Expose read_parquet node to python

wence- · wence- · commit e1edb189b4a2 · 2025-10-29T12:20:51.000Z
diff --git a/python/rapidsmpf/rapidsmpf/streaming/cudf/CMakeLists.txt b/python/rapidsmpf/rapidsmpf/streaming/cudf/CMakeLists.txt
@@ -5,7 +5,7 @@
 # cmake-format: on
 # =================================================================================
 
-set(cython_modules partition.pyx table_chunk.pyx)
+set(cython_modules parquet.pyx partition.pyx table_chunk.pyx)
 
 rapids_cython_create_modules(
   CXX
diff --git a/python/rapidsmpf/rapidsmpf/streaming/cudf/parquet.pyi b/python/rapidsmpf/rapidsmpf/streaming/cudf/parquet.pyi
@@ -0,0 +1,17 @@
+# SPDX-FileCopyrightText: Copyright (c) 2025, NVIDIA CORPORATION & AFFILIATES.
+# SPDX-License-Identifier: Apache-2.0
+
+from pylibcudf.io.parquet import ParquetReaderOptions
+
+from rapidsmpf.streaming.core.channel import Channel
+from rapidsmpf.streaming.core.context import Context
+from rapidsmpf.streaming.core.node import CppNode
+from rapidsmpf.streaming.cudf.table_chunk import TableChunk
+
+def read_parquet(
+    ctx: Context,
+    ch_out: Channel[TableChunk],
+    num_producers: int,
+    options: ParquetReaderOptions,
+    num_rows_per_chunk: int,
+) -> CppNode: ...
diff --git a/python/rapidsmpf/rapidsmpf/streaming/cudf/parquet.pyx b/python/rapidsmpf/rapidsmpf/streaming/cudf/parquet.pyx
@@ -0,0 +1,66 @@
+# SPDX-FileCopyrightText: Copyright (c) 2025, NVIDIA CORPORATION & AFFILIATES.

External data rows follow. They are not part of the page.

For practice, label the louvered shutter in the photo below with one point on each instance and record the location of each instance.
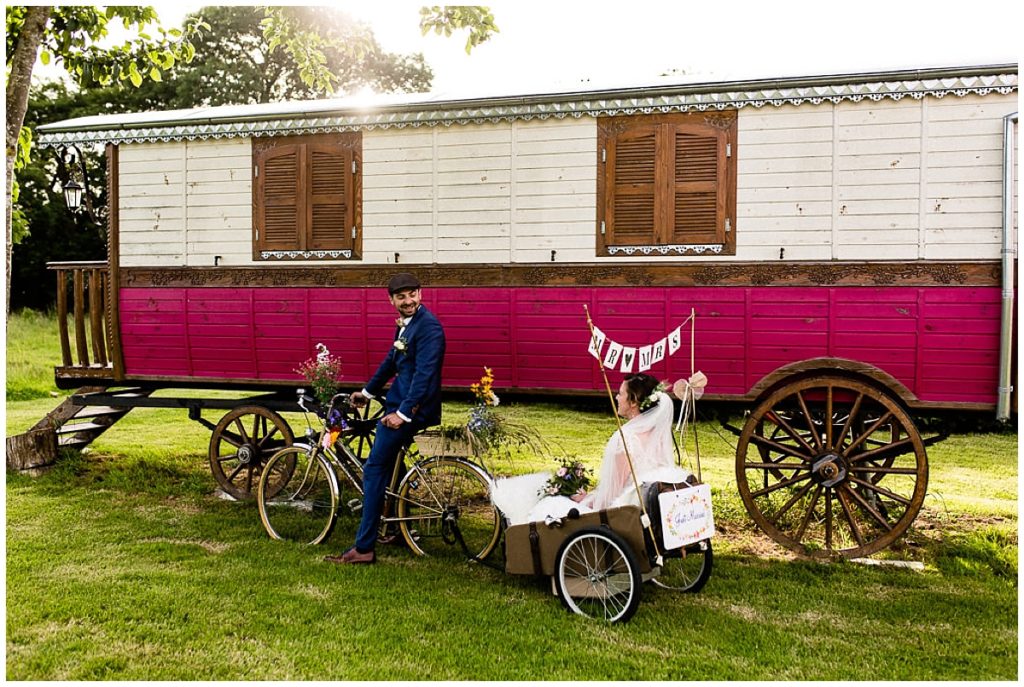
(697, 192)
(281, 209)
(331, 216)
(630, 201)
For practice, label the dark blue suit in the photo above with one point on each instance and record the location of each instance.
(416, 394)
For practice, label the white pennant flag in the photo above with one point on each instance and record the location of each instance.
(675, 340)
(629, 354)
(596, 343)
(611, 357)
(644, 361)
(658, 353)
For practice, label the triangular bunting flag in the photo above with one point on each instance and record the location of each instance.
(596, 343)
(611, 356)
(629, 354)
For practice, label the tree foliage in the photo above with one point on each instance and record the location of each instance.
(450, 18)
(71, 36)
(239, 65)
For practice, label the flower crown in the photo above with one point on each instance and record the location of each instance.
(651, 399)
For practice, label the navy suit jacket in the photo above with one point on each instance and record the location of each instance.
(417, 389)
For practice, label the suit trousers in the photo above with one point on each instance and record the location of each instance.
(376, 474)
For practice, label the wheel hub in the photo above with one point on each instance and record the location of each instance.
(246, 455)
(828, 469)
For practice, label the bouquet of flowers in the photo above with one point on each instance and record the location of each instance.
(324, 375)
(486, 430)
(571, 478)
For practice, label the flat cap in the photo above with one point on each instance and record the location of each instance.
(402, 282)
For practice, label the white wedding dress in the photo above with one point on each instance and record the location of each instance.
(649, 439)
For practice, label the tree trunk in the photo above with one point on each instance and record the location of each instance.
(22, 62)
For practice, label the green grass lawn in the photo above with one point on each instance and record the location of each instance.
(123, 563)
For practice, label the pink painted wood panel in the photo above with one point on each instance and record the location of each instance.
(942, 343)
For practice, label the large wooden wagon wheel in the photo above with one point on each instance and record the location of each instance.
(241, 445)
(832, 465)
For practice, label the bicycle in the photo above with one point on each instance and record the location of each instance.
(440, 505)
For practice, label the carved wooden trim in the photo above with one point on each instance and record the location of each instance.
(923, 273)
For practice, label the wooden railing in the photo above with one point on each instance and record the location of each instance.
(88, 284)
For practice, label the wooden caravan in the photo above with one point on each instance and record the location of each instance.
(858, 227)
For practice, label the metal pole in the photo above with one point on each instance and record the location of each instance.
(1009, 254)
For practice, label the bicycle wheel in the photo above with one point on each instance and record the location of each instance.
(298, 496)
(444, 509)
(687, 573)
(597, 574)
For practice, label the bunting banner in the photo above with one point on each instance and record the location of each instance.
(612, 354)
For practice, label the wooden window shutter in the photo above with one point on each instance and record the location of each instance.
(331, 216)
(667, 183)
(697, 195)
(280, 212)
(306, 196)
(630, 203)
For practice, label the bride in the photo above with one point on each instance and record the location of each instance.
(647, 433)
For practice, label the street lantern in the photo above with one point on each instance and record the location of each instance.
(73, 195)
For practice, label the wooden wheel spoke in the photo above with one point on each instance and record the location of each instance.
(810, 421)
(779, 447)
(885, 471)
(779, 421)
(797, 497)
(809, 514)
(880, 489)
(242, 431)
(849, 420)
(887, 452)
(235, 472)
(868, 508)
(850, 517)
(867, 432)
(828, 524)
(779, 485)
(225, 459)
(775, 466)
(273, 430)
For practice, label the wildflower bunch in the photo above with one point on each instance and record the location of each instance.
(323, 373)
(571, 478)
(651, 399)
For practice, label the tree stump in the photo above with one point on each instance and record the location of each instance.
(35, 449)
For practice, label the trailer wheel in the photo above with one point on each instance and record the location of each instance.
(241, 445)
(832, 466)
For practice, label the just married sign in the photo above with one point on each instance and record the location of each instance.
(624, 357)
(686, 516)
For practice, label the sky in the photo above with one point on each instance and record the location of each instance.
(582, 45)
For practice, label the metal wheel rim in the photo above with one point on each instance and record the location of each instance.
(440, 494)
(597, 577)
(882, 479)
(240, 447)
(286, 511)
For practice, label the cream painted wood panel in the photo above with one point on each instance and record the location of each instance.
(904, 179)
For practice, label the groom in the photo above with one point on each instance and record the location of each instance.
(413, 402)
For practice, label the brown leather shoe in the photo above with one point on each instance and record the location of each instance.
(352, 557)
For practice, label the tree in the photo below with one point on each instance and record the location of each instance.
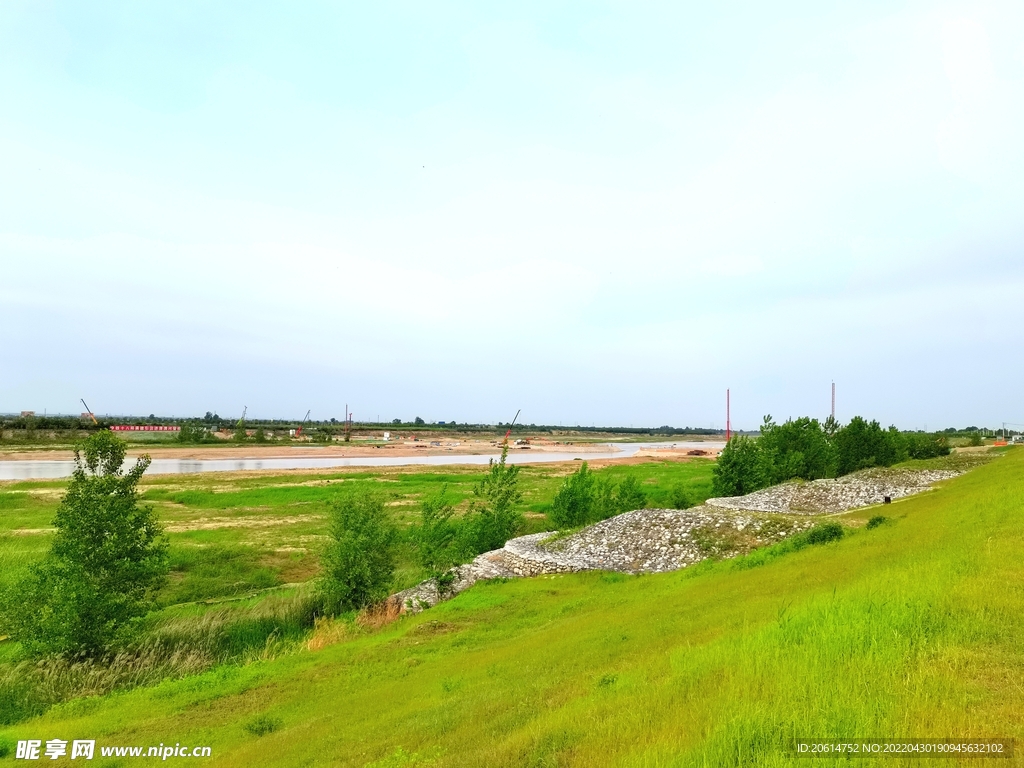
(359, 560)
(739, 469)
(193, 431)
(861, 443)
(629, 496)
(108, 556)
(572, 504)
(496, 520)
(437, 541)
(797, 449)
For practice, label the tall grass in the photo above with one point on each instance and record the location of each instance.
(173, 647)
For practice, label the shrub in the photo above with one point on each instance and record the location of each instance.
(359, 560)
(799, 448)
(262, 725)
(107, 558)
(194, 431)
(861, 443)
(437, 542)
(739, 469)
(497, 519)
(630, 496)
(923, 445)
(573, 504)
(824, 532)
(681, 498)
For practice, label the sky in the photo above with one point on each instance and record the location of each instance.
(599, 213)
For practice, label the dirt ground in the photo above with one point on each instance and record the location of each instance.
(353, 450)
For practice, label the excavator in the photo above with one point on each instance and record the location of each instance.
(89, 412)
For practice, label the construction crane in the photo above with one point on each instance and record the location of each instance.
(89, 412)
(506, 440)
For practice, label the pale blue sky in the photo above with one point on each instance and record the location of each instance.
(597, 212)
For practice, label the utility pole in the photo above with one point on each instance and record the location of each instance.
(728, 421)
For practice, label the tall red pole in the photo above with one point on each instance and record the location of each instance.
(728, 423)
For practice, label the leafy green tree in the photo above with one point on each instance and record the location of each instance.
(681, 497)
(107, 558)
(437, 541)
(739, 469)
(496, 518)
(573, 504)
(861, 443)
(194, 431)
(359, 560)
(797, 449)
(630, 496)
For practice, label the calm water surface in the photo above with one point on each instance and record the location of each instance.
(25, 470)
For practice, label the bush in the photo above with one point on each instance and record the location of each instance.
(824, 532)
(799, 448)
(437, 541)
(923, 445)
(358, 562)
(630, 496)
(497, 519)
(681, 498)
(194, 431)
(262, 725)
(739, 469)
(107, 558)
(573, 504)
(861, 443)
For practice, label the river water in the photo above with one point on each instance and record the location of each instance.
(26, 470)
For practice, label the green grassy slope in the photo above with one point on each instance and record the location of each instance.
(910, 629)
(235, 534)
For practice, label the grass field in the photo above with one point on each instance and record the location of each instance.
(909, 629)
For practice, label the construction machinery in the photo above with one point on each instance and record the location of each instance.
(89, 412)
(506, 440)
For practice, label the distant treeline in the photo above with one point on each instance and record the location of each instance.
(215, 422)
(810, 450)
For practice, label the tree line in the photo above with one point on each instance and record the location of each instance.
(809, 450)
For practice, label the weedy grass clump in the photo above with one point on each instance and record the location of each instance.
(261, 725)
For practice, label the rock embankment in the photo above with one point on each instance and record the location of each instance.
(830, 497)
(653, 541)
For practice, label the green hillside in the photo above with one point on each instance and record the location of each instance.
(908, 629)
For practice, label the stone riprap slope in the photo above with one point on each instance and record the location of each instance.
(648, 541)
(488, 565)
(830, 497)
(652, 541)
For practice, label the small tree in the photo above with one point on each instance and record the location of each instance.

+# SPDX-License-Identifier: Apache-2.0
+
+from libc.stddef cimport size_t
+from libcpp.memory cimport make_unique, shared_ptr
+from libcpp.utility cimport move
+from pylibcudf.io.parquet cimport ParquetReaderOptions
+from pylibcudf.libcudf.io.parquet cimport parquet_reader_options
+from pylibcudf.libcudf.types cimport size_type
+
+from rapidsmpf.streaming.core.channel cimport Channel, cpp_Channel
+from rapidsmpf.streaming.core.context cimport Context, cpp_Context
+from rapidsmpf.streaming.core.node cimport CppNode, cpp_Node
+
+
+cdef extern from "<rapidsmpf/streaming/cudf/parquet.hpp>" nogil:
+    cdef cpp_Node cpp_read_parquet \
+        "rapidsmpf::streaming::node::read_parquet"(
+            shared_ptr[cpp_Context] ctx,
+            shared_ptr[cpp_Channel] ch_out,
+            size_t num_producers,
+            parquet_reader_options options,
+            size_type num_rows_per_chunk,
+        ) except +
+
+
+def read_parquet(
+    Context ctx not None,
+    Channel ch_out not None,
+    size_t num_producers,
+    ParquetReaderOptions options not None,
+    size_type num_rows_per_chunk
+):
+    """
+    Create a streaming node to read from parquet.
+
+    Parameters
+    ----------
+    ctx
+        Streaming execution context
+    ch_out
+        Output channel to receive the TableChunks.
+    num_producers
+        Number of concurrent producers of output chunks.
+    options
+        Reader options
+    num_rows_per_chunk
+        Target (maximum) number of rows per output chunk.
+
+    Notes
+    -----
+    This is a collective operation, all ranks participating via the
+    execution context's communicator must call it with the same options.
+    """
+    cdef cpp_Node _ret
+    with nogil:
+        _ret = cpp_read_parquet(
+            ctx._handle,
+            ch_out._handle,
+            num_producers,
+            options.c_obj,
+            num_rows_per_chunk,
+        )
+    return CppNode.from_handle(
+        make_unique[cpp_Node](move(_ret)), owner=None
+    )
diff --git a/python/rapidsmpf/rapidsmpf/tests/streaming/test_read_parquet.py b/python/rapidsmpf/rapidsmpf/tests/streaming/test_read_parquet.py
@@ -0,0 +1,102 @@
+# SPDX-FileCopyrightText: Copyright (c) 2025, NVIDIA CORPORATION & AFFILIATES.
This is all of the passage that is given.